Equity markets moved higher once again last week, despite a slew of negative economic data releases, Ian Slattery reports.
In the US, retail sales (-8.7%), industrial production (-5.4%) and building confidence all posted historic declines as US jobless claims continued to mount. Q1 earnings seasons also kicked off with a number of the large US banks (JP Morgan, Goldman Sachs, Citigroup, Wells Fargo) all reporting. Unsurprisingly, most of the headline figures missed initial estimates as both company management and market analysts grapple with forecasts and projections in such an unpredictable business environment.
However, markets brushed off most of the negativity as tech stocks led markets higher, with notable names such as Amazon and Netflix hitting all-time highs. The effects of the recent policy action, in conjunction with positive news on infection rates, appeared to be the main driving force for markets last week.
In China, the full extent of the lockdown earlier in the year is emerging, with Q1 GDP growth coming in at -6.8% (year-on-year)
In China, the full extent of the lockdown earlier in the year is emerging, with Q1 GDP growth coming in at -6.8% (year-on-year), the largest contraction since official records began in 1992. The data also showed that manufacturing activity held up better than services oriented industries. This is an observation seen elsewhere around the world and is at odds with recent economic trends. In Europe, talks have rumbled on regarding the potential for co-ordinated fiscal measures, whilst President Lagarde stated at an IMF meeting that the ECB stand ready to act further if needed. Earnings continue this week, with some of the big tech names likely to garner the most attention.

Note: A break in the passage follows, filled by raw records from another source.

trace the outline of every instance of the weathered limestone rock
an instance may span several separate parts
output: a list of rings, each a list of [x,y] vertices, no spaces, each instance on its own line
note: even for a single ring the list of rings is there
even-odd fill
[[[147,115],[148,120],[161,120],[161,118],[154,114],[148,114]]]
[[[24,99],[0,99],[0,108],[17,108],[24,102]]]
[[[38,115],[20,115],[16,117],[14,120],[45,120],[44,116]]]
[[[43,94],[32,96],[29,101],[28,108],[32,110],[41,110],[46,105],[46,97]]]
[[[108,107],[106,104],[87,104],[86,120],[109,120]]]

Politically, President Trump and a number of US Governors continued to clash over lockdown measures and when Americans may go back to work. Both Republicans and Democrats are jostling for the superior position on the pandemic; as the November election begins to loom large.
Equities
Global equities were up last week by 3.1% in local terms and 3.2% in euro terms. The influential US market was up by 4.2% in local terms and 4.7% in euro terms.
Fixed Income & FX
The US 10-year yield finished at 0.63% last week. The German equivalent finished at -0.47%. The Irish 10 year bond yield finished at 0.18%. The Euro/US dollar exchange rate finished at 1.08, whilst Euro/GBP remained at 0.87.
Commodities
Oil prices fell finishing at $15 per barrel, gold decreased to $1,682 per troy ounce and copper increased to $5,194 per tonne.
The week ahead
Wednesday 22nd April
Inflation figures from both the UK and Canada are published.
Thursday 23rd April
Flash eurozone PMIs go to print, where further falls are forecast.
Friday 24th April
US consumer sentiment figures are released.